Aussie aid advisers to lose 25% of salaries
16 February 2011
BY DONALD HOOK
HIGHLY PAID AUSTRALIAN aid advisers working in developing countries are to have their pay and allowances slashed by 25 percent, and many will lose their jobs.
Australia’s Foreign Minister Kevin Rudd has confirmed the government will axe more than 250 long-term positions from 11 different programs over two years. PNG and East Timor will be the main targets.
There’s already been a positive reaction from Australia’s main foreign aid group – the Australian Council for International Development.
Council executive director, Marc Purcell, says reducing advisers must be the first step as part of a larger reform and questioning of what made foreign aid effective.
He said the most sustainable way to deliver aid was to work with the citizens of a country to build their own reliance.
“At the end of the day experts will fly in and out but it is the citizens of the country who have the responsibility to take the lead for themselves in the long run,” he said.
“You do need technical assistance experts upon occasions but paying people a quarter of a million dollars – people are rightfully going to ask - is this the most effective way to spend aid money?”
Opposition foreign affairs spokesperson, Julie Bishop, said heads of state and foreign ministers from the region had raised the high level of advisers’ salaries with her.

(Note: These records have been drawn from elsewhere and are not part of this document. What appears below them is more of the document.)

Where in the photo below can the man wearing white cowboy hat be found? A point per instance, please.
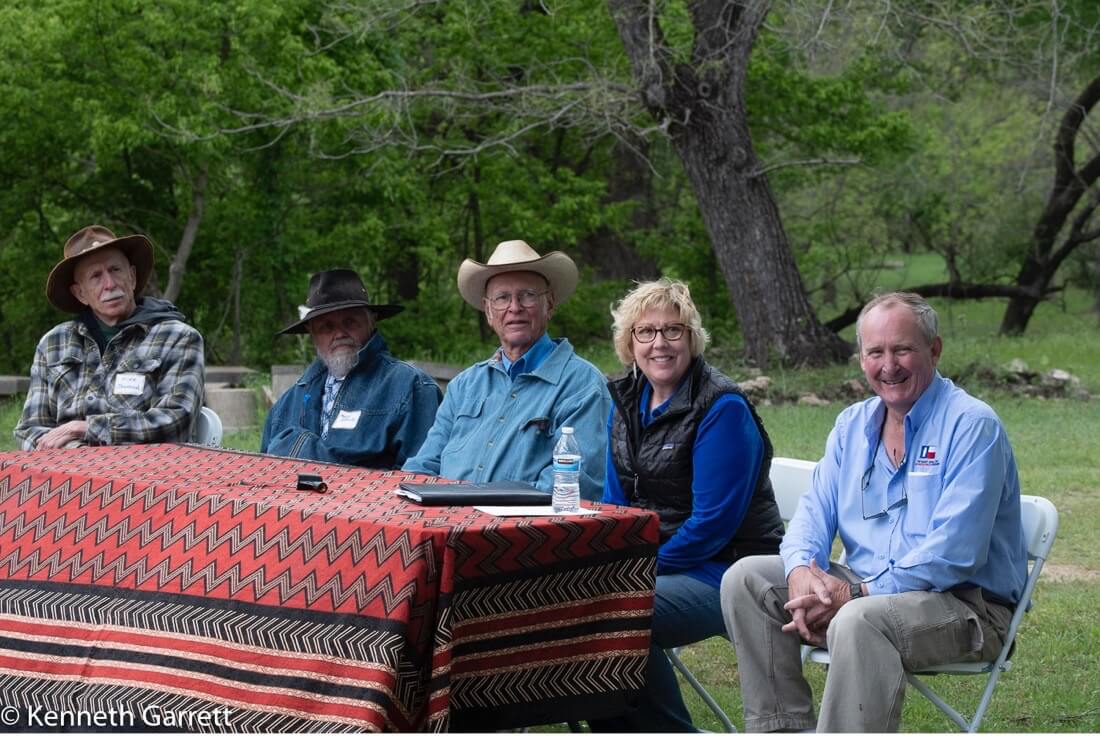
(355, 404)
(501, 417)
(127, 369)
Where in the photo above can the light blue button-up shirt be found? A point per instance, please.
(494, 428)
(947, 518)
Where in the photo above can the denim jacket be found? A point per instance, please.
(491, 428)
(382, 413)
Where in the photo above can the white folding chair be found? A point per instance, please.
(790, 479)
(208, 428)
(1041, 526)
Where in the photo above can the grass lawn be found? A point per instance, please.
(1055, 682)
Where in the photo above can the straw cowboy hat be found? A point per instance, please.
(331, 290)
(86, 241)
(557, 267)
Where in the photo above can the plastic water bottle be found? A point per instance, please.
(567, 473)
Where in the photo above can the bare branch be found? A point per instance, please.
(805, 162)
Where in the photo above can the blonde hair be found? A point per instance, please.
(656, 295)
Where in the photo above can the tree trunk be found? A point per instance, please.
(178, 266)
(1070, 184)
(701, 105)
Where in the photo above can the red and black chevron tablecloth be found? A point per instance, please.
(157, 582)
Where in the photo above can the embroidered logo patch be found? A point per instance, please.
(927, 458)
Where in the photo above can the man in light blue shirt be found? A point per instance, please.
(921, 484)
(501, 417)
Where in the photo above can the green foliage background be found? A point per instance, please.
(127, 113)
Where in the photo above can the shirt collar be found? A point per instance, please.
(530, 360)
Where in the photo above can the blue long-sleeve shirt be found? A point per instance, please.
(948, 517)
(381, 413)
(723, 483)
(492, 427)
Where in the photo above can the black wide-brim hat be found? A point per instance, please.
(336, 289)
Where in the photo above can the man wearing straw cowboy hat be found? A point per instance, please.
(355, 404)
(502, 416)
(127, 369)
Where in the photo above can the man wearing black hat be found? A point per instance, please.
(355, 404)
(127, 369)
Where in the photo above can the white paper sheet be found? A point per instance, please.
(530, 511)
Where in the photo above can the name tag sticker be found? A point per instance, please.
(345, 419)
(130, 384)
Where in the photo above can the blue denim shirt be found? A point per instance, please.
(493, 428)
(948, 517)
(382, 413)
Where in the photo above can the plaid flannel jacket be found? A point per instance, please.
(69, 380)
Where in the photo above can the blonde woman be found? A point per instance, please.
(685, 442)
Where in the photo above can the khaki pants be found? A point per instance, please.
(871, 641)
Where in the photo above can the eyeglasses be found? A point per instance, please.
(648, 333)
(527, 298)
(866, 481)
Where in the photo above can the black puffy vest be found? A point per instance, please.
(655, 462)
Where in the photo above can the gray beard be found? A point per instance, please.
(340, 362)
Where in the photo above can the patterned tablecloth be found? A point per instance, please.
(183, 586)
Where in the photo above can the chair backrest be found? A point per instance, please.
(208, 428)
(790, 479)
(1041, 525)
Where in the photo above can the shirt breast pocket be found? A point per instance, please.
(65, 381)
(922, 495)
(468, 420)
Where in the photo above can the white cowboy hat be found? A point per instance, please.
(557, 267)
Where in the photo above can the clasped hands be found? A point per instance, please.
(815, 596)
(61, 436)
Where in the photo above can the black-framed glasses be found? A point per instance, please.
(526, 297)
(866, 481)
(648, 332)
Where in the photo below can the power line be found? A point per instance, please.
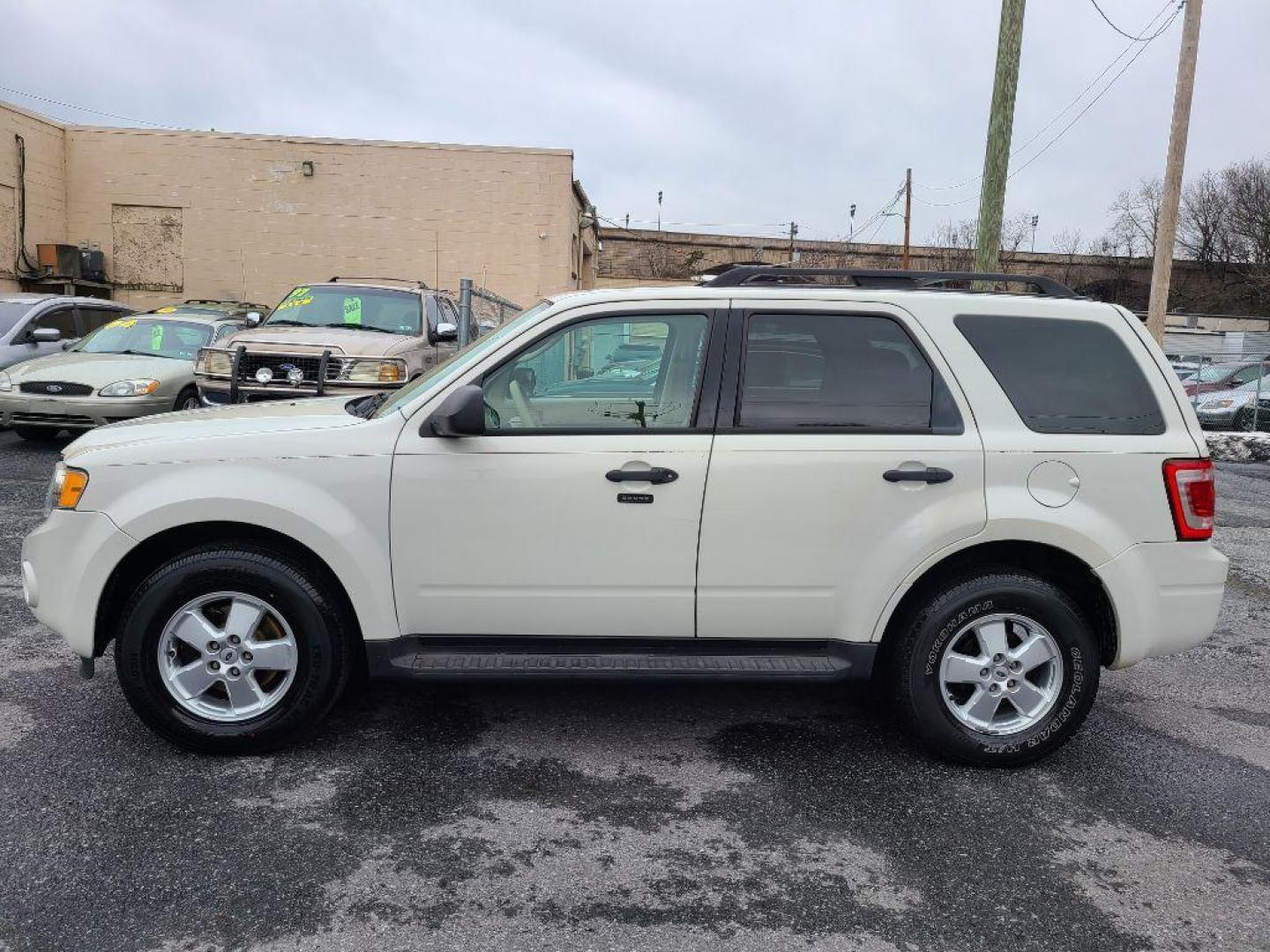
(1070, 124)
(1062, 112)
(81, 108)
(1143, 38)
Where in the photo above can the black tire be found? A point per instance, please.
(188, 400)
(323, 640)
(912, 661)
(37, 435)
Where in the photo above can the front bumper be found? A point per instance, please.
(216, 391)
(75, 413)
(1166, 597)
(1218, 419)
(65, 564)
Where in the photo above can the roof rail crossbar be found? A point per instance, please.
(417, 282)
(768, 274)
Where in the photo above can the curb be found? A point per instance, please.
(1238, 447)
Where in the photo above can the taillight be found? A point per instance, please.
(1192, 496)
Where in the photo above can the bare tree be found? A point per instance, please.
(1068, 244)
(952, 245)
(1137, 212)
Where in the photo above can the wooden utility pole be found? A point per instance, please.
(1166, 228)
(908, 213)
(1001, 120)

“This is a matter of concern to them that Australian aid is being absorbed by payments to the officials in charge of the aid program and that it wasn’t reaching the required destination, particularly in the areas of health and education,” she said
Some of the Australian-paid technical advisers were reported to be on $500,000 tax free salaries, more than Kevin Rudd was paid as prime minister when he launched the review into salaries in May last year.